En première partie, l’Orchestre de Paris, en formation
resserrée, faisait entendre toute sa palette de couleurs, de dynamiques et tout
le talent de ses solistes. Quelles qualités notamment chez les cors, les
flûtes, les bassons ! Sans baguette, libérant son exceptionnelle gestuelle
des mains, Esa-Pekka Salonen dirigeait au cordeau cette partition où le rythme
est si prégnant, son corps suivant les pulsations et mouvements de la musique
dans une sorte de danse que je ne me lasserai jamais d’admirer. Voir Salonen
diriger, c’est pour moi aussi beau que de voir Nicolas Le Riche danser du
Béjart. Un moment de grâce conclu par un crescendo hallucinant, qui me permit
de constater l’exceptionnelle acoustique de cet auditorium que le monde va nous
envier (cf tweet du même Salonen cette semaine disant, en résumé :
« Londres, quand aurons-nous la même ? »).

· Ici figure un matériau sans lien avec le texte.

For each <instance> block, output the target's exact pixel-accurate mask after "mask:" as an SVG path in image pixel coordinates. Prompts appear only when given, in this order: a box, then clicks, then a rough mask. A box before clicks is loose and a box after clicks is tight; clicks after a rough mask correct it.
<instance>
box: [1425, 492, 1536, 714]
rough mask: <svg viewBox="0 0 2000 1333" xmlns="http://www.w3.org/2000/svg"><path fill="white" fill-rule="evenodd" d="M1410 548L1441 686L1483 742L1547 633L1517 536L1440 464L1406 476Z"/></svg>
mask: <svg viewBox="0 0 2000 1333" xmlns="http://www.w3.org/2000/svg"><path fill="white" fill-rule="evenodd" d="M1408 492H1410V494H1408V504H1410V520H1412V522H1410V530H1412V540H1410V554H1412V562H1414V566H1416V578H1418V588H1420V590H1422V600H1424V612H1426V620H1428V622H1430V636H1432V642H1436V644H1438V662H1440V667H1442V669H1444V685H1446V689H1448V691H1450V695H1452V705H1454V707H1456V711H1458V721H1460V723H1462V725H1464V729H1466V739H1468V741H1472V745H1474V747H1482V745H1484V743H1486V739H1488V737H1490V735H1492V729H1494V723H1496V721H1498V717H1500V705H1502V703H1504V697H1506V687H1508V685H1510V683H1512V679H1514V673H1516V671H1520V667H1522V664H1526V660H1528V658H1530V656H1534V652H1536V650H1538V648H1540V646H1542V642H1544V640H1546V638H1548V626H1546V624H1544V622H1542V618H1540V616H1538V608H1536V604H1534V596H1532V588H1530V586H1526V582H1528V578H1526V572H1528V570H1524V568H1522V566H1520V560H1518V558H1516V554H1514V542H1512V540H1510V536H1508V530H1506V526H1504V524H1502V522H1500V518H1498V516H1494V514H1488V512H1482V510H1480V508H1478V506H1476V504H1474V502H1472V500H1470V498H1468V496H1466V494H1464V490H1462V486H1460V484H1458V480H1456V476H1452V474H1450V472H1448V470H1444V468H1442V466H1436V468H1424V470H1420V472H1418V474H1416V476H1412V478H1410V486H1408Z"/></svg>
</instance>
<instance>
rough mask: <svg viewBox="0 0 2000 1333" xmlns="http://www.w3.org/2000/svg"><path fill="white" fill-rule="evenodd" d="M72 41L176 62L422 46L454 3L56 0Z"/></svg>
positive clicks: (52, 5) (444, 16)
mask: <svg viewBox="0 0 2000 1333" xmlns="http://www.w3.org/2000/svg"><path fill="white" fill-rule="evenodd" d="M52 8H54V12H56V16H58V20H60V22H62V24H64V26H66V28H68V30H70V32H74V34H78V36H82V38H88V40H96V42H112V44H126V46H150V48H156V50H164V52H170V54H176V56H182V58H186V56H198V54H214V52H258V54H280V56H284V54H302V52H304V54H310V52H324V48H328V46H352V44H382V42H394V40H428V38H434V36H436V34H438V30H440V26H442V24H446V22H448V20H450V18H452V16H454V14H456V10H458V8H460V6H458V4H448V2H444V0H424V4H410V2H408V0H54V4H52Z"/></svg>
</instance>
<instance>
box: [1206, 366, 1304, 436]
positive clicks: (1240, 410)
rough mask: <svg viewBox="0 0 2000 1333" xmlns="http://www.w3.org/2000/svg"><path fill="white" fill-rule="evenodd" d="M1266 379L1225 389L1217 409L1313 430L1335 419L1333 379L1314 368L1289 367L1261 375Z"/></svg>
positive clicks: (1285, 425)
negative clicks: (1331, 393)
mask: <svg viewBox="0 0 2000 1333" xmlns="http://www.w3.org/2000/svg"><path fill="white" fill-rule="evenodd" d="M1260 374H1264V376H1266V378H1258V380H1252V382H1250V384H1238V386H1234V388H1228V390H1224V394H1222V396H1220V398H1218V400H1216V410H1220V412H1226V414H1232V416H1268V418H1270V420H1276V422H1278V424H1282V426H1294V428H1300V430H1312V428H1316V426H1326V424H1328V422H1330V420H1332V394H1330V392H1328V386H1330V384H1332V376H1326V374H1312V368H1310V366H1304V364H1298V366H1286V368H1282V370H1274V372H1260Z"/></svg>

Après la pause, la phalange parisienne revenait au complet,
accompagnée d’une petite formation du Chœur de l’Orchestre de Paris, des
enfants de la Maîtrise et d’un cast de chanteurs de premier plan, pour une
version de concert de l’Enfant et les sortilèges. Amusante idée d’avoir
distribué aux chanteurs des panneaux indiquant quels rôles ils chantent, ce qui
permettait de s’y retrouver malgré l’absence de mise en scène (mais provoqua
quelques rires au début). Le cast fut dominé sans conteste par Sabine Devieilhe
en Feu/Princesse/Rossignol qui, drapée dans un merveilleux fourreau de soie mauve,
put faire entendre toute la palette de ses couleurs, piani et trilles, avec une
justesse proprement époustouflante. Duos des chats hilarants avec le très beau
mezzo de Julie Pasturaud et le ténor Jean-François Lapointe, interventions brèves
mais gracieuses d’Omo Bello en Chauve-souris/Chouette, hilarant François Piolino (l’Arithmétique/La Grenouille), très belle basse de Nahuel di Piero.
Seules déceptions : l’Enfant un peu limité côté volume de Hélène Hébrard
et la Maman d’Elodie Méchain, dont la diction se perdait dans l’onctuosité du
grave. Interventions somptueuses de rythme et de diction par contre chez le
Chœur, à l’impressionnante justesse sur les passages a capella. Salonen tenait
l’ensemble de main experte, faisant swinger l’Orchestre de Paris lorsqu’il le
faut, communicant sans cesse avec les chanteurs. Il est aujourd’hui sans égal
dans ce répertoire. Une performance dans l’ensemble mémorable.
Côté acoustique, je mettrai un bémol : la salle semble
peu favorable aux voix de tessitures médianes, qui sont écrasées par
l’orchestre. Impression à confirmer vendredi (j’y retourne pour le Requiem de
Berlioz et Sokhiev) et peut-être petit défaut à corriger quand la salle sera
véritablement achevée.
Pour finir, sachez qu’esthétiquement également je trouve la
Philharmonie magnifique. Aussi bien côté extérieur (ce gros diamant posé dans
un envol d’oiseaux argentés) que côté intérieur. Je me fiche du prix que ça a
couté : Paris et la Culture méritaient bien un auditorium
d’exception. Je rappelle aux grincheux que l’Euro 2016 de football coutera bien
plus cher au contribuable, durera moins longtemps et n’apportera rien à l’Art.